Most of the pressure I put on myself has to do with past relationships that didn’t work out. Failure can be hard on the heart. For many, it can also be hard on the pocket book. That’s why there are divorce lawyers. Watch “The War of the Roses” for some perspective.
Again, aging myself.
There are all types of fears that go along with being single after passing the threshold of the 30s and embarking into the 40s. Dying alone is one. I know that makes my mom cringe, but I always imagined having a big family and having loads of grandkids and great-grandkids surround me when I meet my maker.
Stray animals I collect in my golden years don’t count.
Admittedly, there are many moments when I feel self-pity about not having a romantic interest to ride a parking lot carnival ride or overeat at a Chinese buffet with, and I panic. I forget all the unsuccessful runs I’ve had at online dating. I almost shell out the $35 a month it takes to find my soul mate digitally, but then something stops me.
Probably that I’m kind of tight with money.
I’ve often been overcome with romantic notions. By concept, love seems as natural to me as a dog getting excited to go on a walk. I’ve never met one that isn’t immediately ecstatic about a walk.
I’m the same when I sabotage a relationship and move too fast.
Maybe it’s all the romantic comedies I’ve watched on my couch with pounds of chocolate and boxes of wine.

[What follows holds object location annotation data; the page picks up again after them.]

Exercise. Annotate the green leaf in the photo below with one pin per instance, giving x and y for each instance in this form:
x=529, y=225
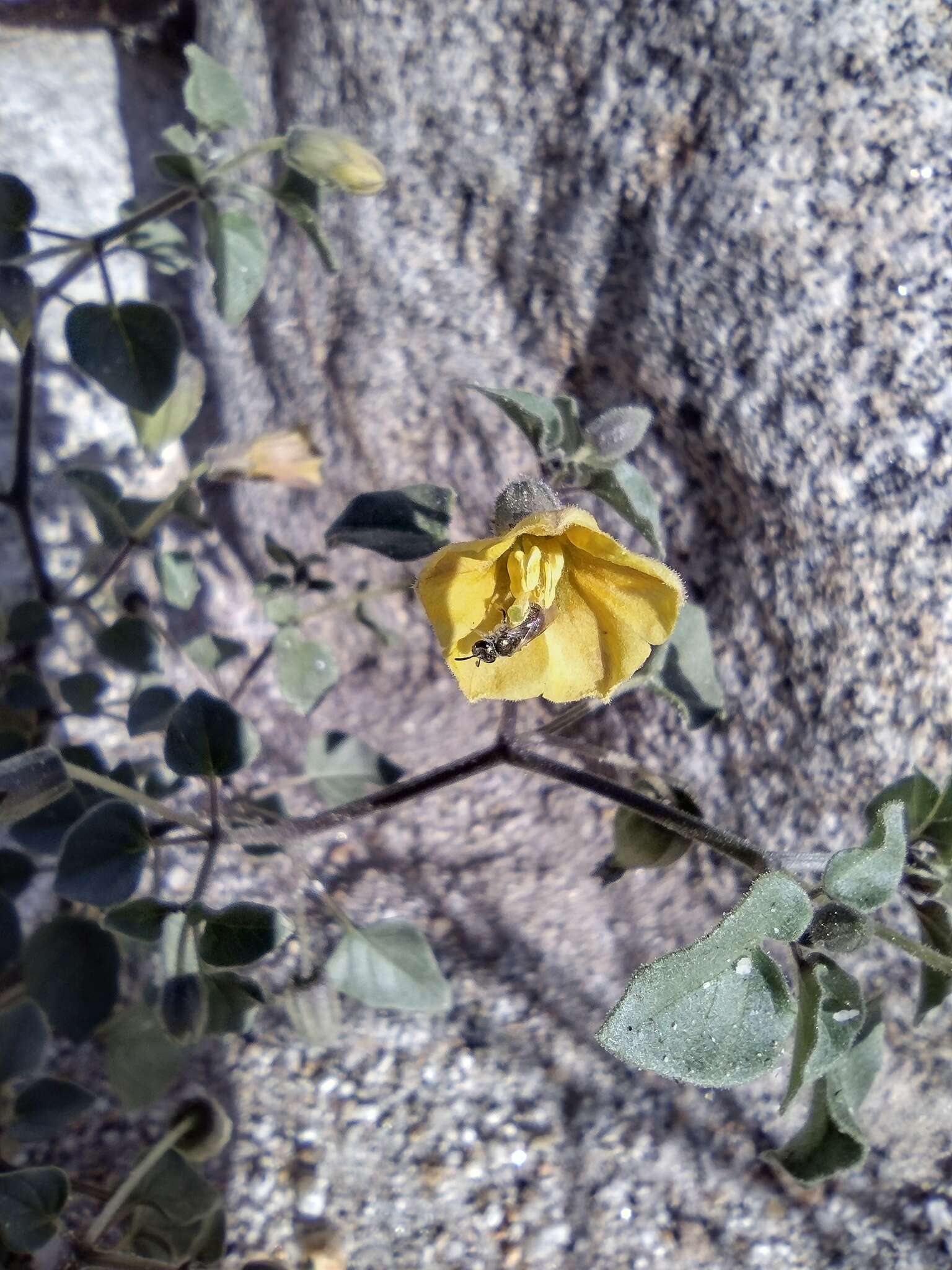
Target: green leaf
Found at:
x=180, y=169
x=17, y=871
x=133, y=643
x=400, y=523
x=140, y=918
x=163, y=244
x=207, y=737
x=82, y=693
x=11, y=935
x=539, y=418
x=102, y=495
x=689, y=676
x=832, y=1140
x=831, y=1013
x=213, y=94
x=29, y=623
x=151, y=709
x=345, y=768
x=389, y=966
x=917, y=794
x=866, y=877
x=131, y=350
x=306, y=670
x=299, y=197
x=71, y=969
x=103, y=855
x=242, y=934
x=639, y=842
x=17, y=211
x=141, y=1061
x=239, y=255
x=47, y=1106
x=18, y=301
x=719, y=1011
x=625, y=489
x=936, y=925
x=30, y=783
x=25, y=691
x=23, y=1039
x=232, y=1001
x=184, y=1008
x=177, y=1191
x=314, y=1013
x=179, y=411
x=31, y=1202
x=211, y=652
x=178, y=578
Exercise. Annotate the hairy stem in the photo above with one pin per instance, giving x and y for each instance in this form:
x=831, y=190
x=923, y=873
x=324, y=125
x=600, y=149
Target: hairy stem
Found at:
x=728, y=843
x=19, y=498
x=135, y=1176
x=402, y=791
x=930, y=957
x=117, y=789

Rom coms are the worst for people like me, the hopeless romantics who believe a meet-cute situation could happen at any moment. In movie-speak, a meet-cute is when two lovers unexpectedly meet in a seemingly cute way. This could be the next time I do stand-up comedy and he heckles me in the audience. Or it could be when I run into him at the wholesale liquor store with my cart full of boxed wine. Maybe it’s when I’m on my fourth trip up to the Chinese buffet and we realize how much we both adore General Tso’s chicken.
A girl can dream.
Just when I think maybe I’m relying too heavily on a meet-cute scenario or I’ve set my standards too high, I come across an old note my grandfather documented on his old green typewriter. We found it after his passing, in his files of highly organized papers, forms and notes. I know why I have such high expectations, because I want a guy a lot like him.
I suppose I can wait as long as it takes.
The note was not dated or signed. Just knowing my grandpa spent most of his life serving his country in the military and as a volunteer firefighter and First Responder, plus driving an 18-wheeler for the same company he retired from, we knew they were his words. It went like this:
“A few years ago I was returning from an Illinois run quite late in the evening. Just east of Martinsville, Ill. on Road 40 I noticed a bright glow in the sky, which attracted my attention.
“I parked my rig safely off the road and crossed a large field toward the bright sky. Upon arriving at the scene, I found a large barn and office building on fire. A small-framed house with blinds drawn sat not far from the buildings. Sparks were blowing over onto the roof of the house.
“I started pounding on the door and finally aroused a Mr. Golden McNary and his sister. Then with the help of other passersby, I helped remove some things from the office and some antique furniture from the house. We also saved some of the livestock from the barn. The fire department arrived in time to save the house. After ruining a pair of trousers and a pair of shoes, I returned to my rig and continued on my run.”
I have hope that people still exude the type of bravery my grandfather had. His was exceptional, I know.
That’s the soul mate I’m talking about — and he’s somewhere out there.